While video long distance training is not the best If that is what you have to do for now Then give it a try You say you have some M/A background now. It will help with this type of training.  Nothing beats an instructor to help you. but at times you may not have one near you or to far to drive too. It is your choice.   Order a video and see what you think.


----------



## Shawn (Nov 20, 2006)

The site looks a little money hungry...and it appears you get ranking with them just by paying them.

Distance learning is certainly not the first choice, but if that is the only option I would look at Burton Richardson's JKD Unlimited http://jkdunlimited.com/ Burton is a straight up guy and the real deal when it comes to JKD and MMA.

Shawn


----------



## Robert Lee (Nov 21, 2006)

Most JKD groups have there fees. And as you look they all are near in costs. Some offer video some do not. Personal instruction is best video if you have no other school you can attend or seminars near you. Contact who you will and decide what is best for now.


----------



## frankiefuller (Nov 26, 2006)

If you have some background, video training is definitely easier.  In terms of learning katas, for instance, videos are great because you don't have to pay an instructor for private lessons (as long as you have enough of a foundation to understand the mechanics behind the movements).  You can learn alot from tapes, but of course you will get even more from learning the video stuff and then actually working with an instructor occasionally, if that's your only option.  At least if they give you feedback, they know what to look for.


----------



## Zaose (Nov 27, 2006)

Hopefully there will be no katas (since it's JKD).

As far as the World Jeet Kune Do Federation - stay far away from that site!
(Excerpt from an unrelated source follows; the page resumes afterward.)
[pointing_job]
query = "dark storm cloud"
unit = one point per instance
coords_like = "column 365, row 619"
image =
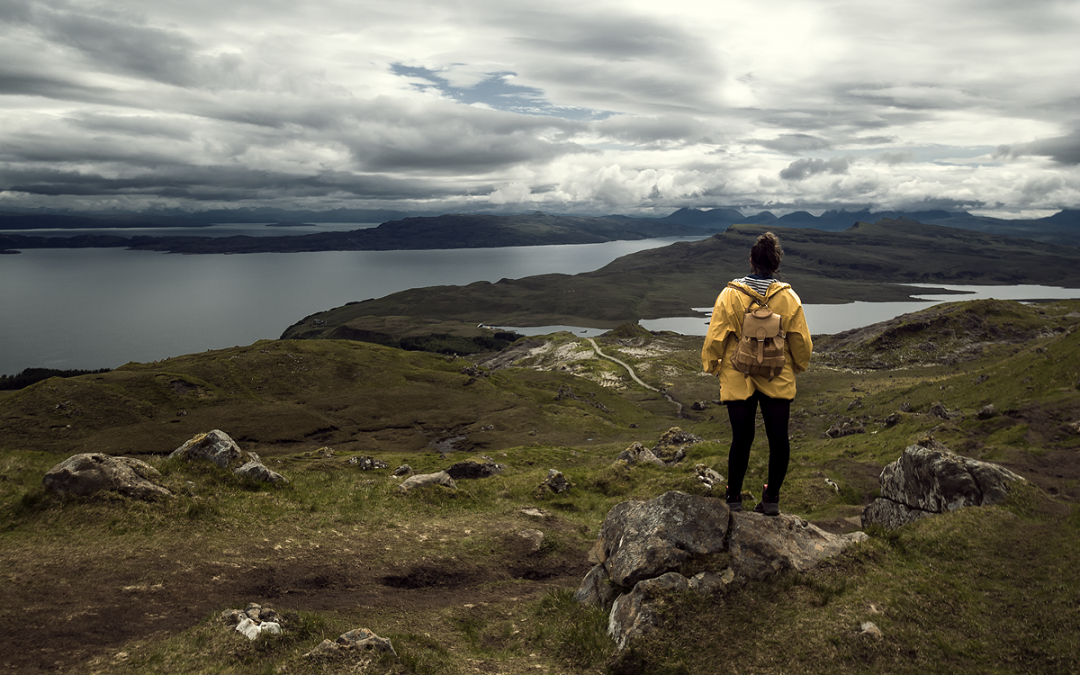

Don't take my word for it - look up Hargrave on this site:

http://pauljbax.forumco.com/


----------



## thatdude (Dec 4, 2006)

viper13 said:


> I've been wanting to learn JKD since I was a youngster, but now that I'm
> ready and committed to learning it, there are no legitimate studios in my
> area that offer this style. So I've gone to the web and found a site..
> World Jeet Kune Do Federation that offers training videos for purchase.
> ...



Did they train with Bruce?


----------